Contrairement à l’idée reçue, leur créativité ne se réduit pas comme « une peau de chagrin » au fur et à mesure de la maladie. Ils ont au contraire un besoin impérieux non seulement de témoigner de cette force vive qui les habite mais peut être aussi de laisser une trace. L’art peut être alors l’ultime rempart contre l’innommable.

La maladie n’en fait pas des artistes, mais elle aiguise leur regard et exacerbe leur sensibilité. Ils savent que leur vie est menacée, ils vivent dans l’instant comme si le temps était compté et qu’aucun moment de devait être perdu.

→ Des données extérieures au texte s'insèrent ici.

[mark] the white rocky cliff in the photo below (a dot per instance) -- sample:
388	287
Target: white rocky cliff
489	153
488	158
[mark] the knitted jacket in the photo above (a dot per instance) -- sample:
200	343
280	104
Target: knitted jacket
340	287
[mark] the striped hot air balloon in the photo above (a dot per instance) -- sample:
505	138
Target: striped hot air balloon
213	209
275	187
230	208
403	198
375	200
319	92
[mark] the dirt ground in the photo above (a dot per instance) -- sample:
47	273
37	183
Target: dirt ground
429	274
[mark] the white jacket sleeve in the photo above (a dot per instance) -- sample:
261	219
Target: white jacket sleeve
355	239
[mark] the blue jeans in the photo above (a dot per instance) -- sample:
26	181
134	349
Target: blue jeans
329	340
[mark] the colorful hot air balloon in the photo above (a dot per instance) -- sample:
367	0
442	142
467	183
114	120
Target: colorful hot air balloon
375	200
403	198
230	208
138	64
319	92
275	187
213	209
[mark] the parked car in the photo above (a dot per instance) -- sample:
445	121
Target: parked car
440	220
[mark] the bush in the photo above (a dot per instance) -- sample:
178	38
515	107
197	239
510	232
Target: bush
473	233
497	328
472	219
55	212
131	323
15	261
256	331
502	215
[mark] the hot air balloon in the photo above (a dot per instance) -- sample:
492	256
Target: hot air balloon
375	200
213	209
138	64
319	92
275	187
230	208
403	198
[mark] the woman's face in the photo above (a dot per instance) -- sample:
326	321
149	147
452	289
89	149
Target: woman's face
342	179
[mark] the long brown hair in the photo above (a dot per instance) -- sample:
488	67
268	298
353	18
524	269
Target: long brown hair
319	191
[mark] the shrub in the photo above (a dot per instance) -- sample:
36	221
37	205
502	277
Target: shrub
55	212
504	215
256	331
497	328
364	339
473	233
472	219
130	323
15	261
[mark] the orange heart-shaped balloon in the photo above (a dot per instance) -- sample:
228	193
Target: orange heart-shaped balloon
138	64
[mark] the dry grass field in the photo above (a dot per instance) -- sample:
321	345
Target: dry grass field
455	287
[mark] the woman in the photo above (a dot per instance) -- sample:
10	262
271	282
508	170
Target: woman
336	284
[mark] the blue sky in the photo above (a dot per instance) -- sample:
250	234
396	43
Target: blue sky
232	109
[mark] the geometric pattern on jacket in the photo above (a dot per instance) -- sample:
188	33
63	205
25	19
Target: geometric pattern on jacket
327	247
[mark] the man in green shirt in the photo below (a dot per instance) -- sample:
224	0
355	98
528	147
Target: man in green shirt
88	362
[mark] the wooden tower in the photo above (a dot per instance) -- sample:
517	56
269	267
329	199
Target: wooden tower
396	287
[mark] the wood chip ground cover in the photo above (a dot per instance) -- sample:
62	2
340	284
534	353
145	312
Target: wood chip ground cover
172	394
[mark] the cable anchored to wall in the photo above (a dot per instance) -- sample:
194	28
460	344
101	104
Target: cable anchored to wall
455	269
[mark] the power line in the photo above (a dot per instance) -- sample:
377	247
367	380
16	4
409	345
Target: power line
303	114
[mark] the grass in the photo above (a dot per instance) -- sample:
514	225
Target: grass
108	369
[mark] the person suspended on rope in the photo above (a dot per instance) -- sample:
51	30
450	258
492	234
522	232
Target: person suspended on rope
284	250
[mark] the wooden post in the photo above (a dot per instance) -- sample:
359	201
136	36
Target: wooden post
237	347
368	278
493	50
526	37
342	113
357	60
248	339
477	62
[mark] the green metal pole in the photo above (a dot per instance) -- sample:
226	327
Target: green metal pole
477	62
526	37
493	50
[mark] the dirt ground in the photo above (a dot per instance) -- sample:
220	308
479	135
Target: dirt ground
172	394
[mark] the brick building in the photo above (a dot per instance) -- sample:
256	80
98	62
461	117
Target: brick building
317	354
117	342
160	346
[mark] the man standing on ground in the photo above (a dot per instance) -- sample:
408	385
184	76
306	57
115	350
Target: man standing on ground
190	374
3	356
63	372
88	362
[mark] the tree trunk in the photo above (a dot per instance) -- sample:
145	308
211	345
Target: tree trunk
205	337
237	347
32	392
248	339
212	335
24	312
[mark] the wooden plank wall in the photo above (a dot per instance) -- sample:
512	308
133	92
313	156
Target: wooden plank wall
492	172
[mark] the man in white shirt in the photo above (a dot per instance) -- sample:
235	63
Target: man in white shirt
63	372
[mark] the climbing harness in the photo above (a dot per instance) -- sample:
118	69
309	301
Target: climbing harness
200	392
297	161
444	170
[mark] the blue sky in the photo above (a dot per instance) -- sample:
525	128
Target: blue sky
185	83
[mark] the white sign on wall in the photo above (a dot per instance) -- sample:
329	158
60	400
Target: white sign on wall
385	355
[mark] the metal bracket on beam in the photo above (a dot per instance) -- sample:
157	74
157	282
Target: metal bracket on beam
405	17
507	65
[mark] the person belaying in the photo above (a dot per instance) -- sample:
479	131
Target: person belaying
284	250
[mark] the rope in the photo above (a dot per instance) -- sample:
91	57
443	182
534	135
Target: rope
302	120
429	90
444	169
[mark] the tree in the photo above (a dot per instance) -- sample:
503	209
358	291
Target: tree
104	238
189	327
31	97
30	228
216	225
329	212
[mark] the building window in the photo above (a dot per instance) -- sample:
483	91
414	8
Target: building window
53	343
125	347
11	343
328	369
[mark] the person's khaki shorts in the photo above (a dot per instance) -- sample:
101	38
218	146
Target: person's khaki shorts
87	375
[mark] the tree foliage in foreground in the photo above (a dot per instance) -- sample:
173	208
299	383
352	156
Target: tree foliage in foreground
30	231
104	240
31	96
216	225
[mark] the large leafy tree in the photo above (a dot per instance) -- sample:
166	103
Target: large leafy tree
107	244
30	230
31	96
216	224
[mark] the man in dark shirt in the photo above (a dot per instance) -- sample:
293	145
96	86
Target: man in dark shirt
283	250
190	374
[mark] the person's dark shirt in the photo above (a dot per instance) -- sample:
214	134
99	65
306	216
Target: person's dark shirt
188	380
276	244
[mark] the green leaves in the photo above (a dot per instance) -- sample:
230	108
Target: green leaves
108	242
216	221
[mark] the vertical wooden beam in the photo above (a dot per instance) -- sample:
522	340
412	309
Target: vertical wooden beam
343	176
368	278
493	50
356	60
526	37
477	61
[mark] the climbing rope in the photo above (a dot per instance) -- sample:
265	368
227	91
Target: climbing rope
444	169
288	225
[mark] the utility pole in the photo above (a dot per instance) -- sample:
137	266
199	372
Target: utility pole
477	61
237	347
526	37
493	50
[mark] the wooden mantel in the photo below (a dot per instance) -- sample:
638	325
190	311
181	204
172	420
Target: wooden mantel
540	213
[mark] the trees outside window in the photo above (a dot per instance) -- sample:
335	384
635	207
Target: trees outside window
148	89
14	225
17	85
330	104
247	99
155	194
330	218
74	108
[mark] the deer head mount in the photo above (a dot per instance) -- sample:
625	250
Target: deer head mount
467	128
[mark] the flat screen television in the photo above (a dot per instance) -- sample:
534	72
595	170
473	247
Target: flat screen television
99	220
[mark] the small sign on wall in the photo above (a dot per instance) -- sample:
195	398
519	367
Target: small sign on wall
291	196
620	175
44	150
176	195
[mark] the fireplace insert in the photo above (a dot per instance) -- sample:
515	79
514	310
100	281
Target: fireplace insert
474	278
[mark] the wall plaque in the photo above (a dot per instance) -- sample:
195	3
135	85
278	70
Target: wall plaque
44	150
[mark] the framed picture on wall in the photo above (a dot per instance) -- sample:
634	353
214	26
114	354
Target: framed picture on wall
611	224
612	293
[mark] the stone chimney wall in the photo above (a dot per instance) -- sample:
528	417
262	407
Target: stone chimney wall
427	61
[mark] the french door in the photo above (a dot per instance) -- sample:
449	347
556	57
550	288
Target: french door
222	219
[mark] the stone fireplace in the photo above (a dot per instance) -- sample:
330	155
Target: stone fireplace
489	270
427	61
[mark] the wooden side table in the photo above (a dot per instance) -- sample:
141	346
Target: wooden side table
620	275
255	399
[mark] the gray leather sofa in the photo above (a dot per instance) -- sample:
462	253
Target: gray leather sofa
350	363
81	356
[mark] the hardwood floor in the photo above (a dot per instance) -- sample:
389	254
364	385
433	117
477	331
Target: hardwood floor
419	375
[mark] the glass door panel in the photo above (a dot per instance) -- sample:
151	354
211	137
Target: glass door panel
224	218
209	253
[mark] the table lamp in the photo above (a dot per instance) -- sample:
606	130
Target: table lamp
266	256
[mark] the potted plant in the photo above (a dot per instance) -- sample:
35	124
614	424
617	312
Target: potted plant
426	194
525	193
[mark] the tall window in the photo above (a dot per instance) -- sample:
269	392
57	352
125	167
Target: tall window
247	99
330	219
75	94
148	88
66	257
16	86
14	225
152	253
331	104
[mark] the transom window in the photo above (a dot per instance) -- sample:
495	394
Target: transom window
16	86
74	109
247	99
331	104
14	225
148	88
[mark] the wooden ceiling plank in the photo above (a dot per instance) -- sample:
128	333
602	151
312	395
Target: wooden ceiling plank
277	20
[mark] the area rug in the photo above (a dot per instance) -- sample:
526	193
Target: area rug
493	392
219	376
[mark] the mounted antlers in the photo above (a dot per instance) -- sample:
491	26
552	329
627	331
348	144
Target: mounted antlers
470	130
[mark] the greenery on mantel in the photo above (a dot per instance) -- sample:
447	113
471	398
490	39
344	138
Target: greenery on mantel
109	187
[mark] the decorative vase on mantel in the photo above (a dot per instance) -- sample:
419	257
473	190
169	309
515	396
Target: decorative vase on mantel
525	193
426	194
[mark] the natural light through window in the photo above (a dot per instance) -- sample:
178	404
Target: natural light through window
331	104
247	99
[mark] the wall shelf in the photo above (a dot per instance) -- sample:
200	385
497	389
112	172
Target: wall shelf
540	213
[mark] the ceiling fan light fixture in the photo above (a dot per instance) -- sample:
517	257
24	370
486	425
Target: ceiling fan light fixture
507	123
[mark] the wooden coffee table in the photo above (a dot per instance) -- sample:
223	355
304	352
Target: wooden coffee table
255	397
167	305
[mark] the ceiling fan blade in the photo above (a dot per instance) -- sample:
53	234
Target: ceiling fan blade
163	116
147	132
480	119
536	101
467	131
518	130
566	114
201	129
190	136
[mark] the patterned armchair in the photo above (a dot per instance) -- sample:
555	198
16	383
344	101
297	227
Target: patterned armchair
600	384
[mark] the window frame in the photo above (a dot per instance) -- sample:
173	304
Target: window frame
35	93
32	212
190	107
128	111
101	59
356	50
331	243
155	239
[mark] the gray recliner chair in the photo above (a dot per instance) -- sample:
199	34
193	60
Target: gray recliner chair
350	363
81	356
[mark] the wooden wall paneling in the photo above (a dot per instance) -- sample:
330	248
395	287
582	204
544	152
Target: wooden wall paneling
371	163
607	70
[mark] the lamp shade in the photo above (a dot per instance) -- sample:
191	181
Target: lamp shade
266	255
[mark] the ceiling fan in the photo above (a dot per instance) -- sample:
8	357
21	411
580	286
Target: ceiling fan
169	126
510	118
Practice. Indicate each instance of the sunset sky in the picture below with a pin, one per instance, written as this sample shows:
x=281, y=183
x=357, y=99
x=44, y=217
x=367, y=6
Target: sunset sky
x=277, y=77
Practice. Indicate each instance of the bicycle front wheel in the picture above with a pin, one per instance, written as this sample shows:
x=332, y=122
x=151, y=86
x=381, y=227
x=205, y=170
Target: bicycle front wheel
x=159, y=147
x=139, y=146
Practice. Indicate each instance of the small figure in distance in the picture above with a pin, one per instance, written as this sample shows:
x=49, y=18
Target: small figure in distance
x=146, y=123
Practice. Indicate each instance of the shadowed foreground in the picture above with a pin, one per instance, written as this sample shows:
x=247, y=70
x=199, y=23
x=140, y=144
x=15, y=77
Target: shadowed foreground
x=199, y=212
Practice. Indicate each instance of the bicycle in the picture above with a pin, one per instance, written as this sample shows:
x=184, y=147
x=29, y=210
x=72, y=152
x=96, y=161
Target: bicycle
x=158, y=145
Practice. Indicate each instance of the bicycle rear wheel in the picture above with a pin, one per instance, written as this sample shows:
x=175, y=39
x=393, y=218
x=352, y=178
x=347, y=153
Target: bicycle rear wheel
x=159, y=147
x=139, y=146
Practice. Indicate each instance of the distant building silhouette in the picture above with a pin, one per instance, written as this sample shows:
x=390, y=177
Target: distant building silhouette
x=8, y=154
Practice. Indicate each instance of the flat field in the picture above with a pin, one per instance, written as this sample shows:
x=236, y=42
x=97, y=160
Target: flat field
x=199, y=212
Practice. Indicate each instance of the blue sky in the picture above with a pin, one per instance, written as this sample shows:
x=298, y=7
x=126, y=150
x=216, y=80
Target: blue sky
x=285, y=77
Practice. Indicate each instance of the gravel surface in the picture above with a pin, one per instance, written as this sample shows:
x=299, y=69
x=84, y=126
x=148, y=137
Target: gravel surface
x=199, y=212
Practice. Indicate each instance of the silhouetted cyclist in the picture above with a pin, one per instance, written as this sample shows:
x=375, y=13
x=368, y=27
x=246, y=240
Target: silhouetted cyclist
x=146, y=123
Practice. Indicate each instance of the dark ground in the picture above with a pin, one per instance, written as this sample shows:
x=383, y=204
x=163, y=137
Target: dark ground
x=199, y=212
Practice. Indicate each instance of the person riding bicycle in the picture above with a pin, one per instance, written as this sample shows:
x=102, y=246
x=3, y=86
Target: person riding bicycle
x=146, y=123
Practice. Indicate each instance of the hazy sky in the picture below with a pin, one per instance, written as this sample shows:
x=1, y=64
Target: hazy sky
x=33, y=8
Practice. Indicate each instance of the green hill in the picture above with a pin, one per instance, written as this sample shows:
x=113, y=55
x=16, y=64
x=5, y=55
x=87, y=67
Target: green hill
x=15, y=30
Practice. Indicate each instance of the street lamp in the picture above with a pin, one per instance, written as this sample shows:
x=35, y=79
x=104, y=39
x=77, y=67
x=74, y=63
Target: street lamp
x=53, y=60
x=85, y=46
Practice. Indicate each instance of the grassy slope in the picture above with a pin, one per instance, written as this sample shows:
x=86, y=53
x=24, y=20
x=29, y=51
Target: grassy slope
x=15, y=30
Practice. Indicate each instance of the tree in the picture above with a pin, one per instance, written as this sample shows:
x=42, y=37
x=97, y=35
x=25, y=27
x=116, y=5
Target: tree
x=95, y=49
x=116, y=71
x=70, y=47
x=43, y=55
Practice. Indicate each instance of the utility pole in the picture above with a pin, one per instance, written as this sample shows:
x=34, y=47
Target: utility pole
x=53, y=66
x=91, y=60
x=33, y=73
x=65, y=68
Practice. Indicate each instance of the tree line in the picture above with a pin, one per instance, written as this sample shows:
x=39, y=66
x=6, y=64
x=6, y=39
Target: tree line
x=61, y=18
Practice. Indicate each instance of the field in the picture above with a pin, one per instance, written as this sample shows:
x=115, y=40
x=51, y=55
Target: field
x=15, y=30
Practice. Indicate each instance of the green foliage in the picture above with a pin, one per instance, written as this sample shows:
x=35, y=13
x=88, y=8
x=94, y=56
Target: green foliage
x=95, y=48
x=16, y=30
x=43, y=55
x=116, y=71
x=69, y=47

Ils témoignent d’une réalité douloureuse, sans chercher ni pitié ni compassion. Ils sont parfois dépassés par cette force créatrice qui les habite qui fait dire à l’un d’entre eux paralysé de trois de ses membres : « La peinture m’a libéré le corps ».

Aussi, lorsque l’on connaît le travail considérable que doit fournir un enfant malade pour se maintenir en vie, on mesure la part importante que la création artistique peut lui apporter.

En lui permettant de se situer comme sujet, de se maintenir dans un sentiment de dignité, de reconstruire un lien social, de se relier à lui-même et aux autres, de briser les murs de l’enfermement, de dire l’indicible, elle lui donne une chance de se reconstruire.